Paul Giem: Isochron Dating Rocks and Magma Mixing

On the 8th of August, 1916, a discharge of lightning struck a mining car rail line, which conducted the electrical energy deep into the mine shaft. Three workers lost their lives in the explosion; one of them was my wife’s great granduncle.

This piece of family lore actually ties into the question of 14C contamination in coal. Methane builds up in coal mine shafts because methanogenic fungi and bacteria colonize the exposed coal and timbers, so any extracted coal is already tainted. But it is well known that even coal sitting undisturbed deep underground is populated by a pervasive ecosystem of fungi, bacteria, and archaea. Coal seams are porous, fractured, and permeable to groundwater and aquifers. That methane is produced in coal seams has been long recognized in industry, and stable isotope analysis is routine to ascertain biogenic origin. The coal may date back to the carboniferous era, but the subterranean biome lives in situ now. Methane seepage into coal shafts where it builds past the lower explosive limit is enabled by the permeability of coal. Coal is not even remotely close to pristine and hermetically sealed awaiting 14C dating.

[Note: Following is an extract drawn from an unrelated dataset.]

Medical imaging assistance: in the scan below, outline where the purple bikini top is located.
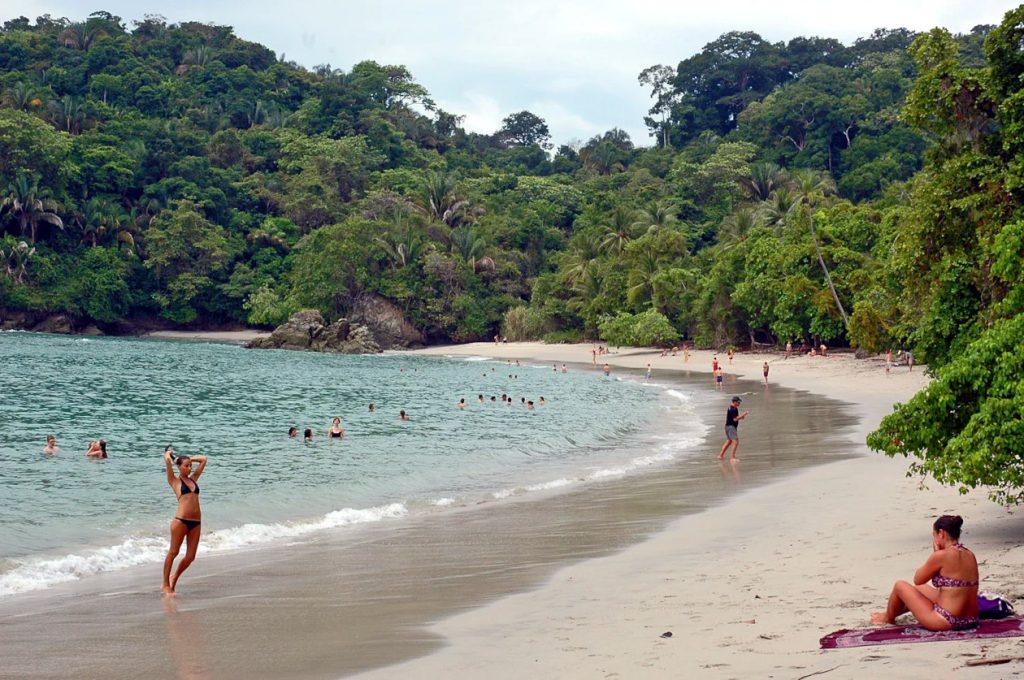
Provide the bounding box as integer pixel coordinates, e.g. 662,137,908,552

Study has moved on from the question of if there is significant biological activity in coal, to much more detailed characterization, aspects of research concerning the potential of utilization and enhancement for commercial exploration and production, understanding of aquifer hydrology and surface influence, and more academic interest in diversity, phylogeny, interaction, and particular habitat preferences of the various microbial species. A great deal of understanding of subsurface biomes has progressed since 1989 when David Lowe was already warning “even with these precautions, considering the ubiquitous occurrence of fungi and microbes (bacteria have been found in a drill hole 3 km underground apparently living on granite!), the use of coal samples as routine 14C laboratory background test samples should probably be avoided.”

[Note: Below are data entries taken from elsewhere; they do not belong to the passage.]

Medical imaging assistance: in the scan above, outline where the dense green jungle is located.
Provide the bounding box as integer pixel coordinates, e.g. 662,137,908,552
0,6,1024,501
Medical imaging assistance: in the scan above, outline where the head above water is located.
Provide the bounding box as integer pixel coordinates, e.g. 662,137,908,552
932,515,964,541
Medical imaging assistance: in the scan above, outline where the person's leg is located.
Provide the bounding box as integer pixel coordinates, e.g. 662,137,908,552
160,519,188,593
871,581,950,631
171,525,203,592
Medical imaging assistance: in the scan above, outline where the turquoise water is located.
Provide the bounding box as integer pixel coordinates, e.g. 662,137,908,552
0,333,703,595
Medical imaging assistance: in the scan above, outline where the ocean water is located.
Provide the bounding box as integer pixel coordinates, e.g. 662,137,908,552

It is expected, then, that trace amounts of 14C would be ubiquitous in coal, which may be added to contamination during extraction and handling prior to the lab. Then there is sample preparation. Then there is the AMS itself. AMS is a marvelous piece of technology which yields reliable results, but like any instrument it will have inherent limitations on sensitivity, and will require recurrent zeroing and range calibration. Added together, the actual outcome is pretty much in line with what one would expect, from no significant 14C to very little.

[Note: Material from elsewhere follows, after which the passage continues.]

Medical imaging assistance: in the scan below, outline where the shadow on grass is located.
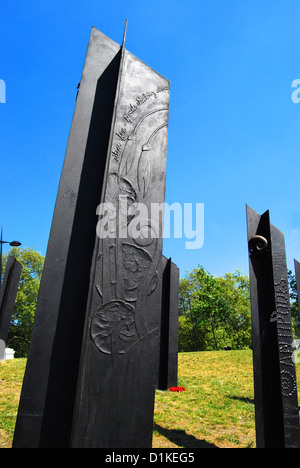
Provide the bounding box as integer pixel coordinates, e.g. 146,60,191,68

His bio on both the CMI and AiG sites has him stating:

I believe that if we do our homework carefully enough, and without succumbing to bias, we will find that the Book, including a literal 6-day creation, will stand.

Pertinent to 14C dating, in the same article Paul writes:

Carbon-14 dating was the most fascinating method of all. Fossil carbon, with a conventional age of up to 350 million years, repeatedly dated to less than 55,000 radiocarbon years. This is compatible with a date of as low as 4,000 years in real time (the date of the Flood would have to be determined on other grounds). It is incompatible with an age of millions of years, or even realistically with an age of over 100,000 years or so. It basically forces one into accepting a short chronology for life on earth.

@PaulGiem , as this was written back in 2001, I would be interested if you are steadfast on that statement, because I find the assertion of AMS accuracy with vanishingly minuscule 14C way out on the decay asymptote, to be incredibly dissonant with the idea that “radiocarbon years” are an whopping order of magnitude inaccurate in “real time”.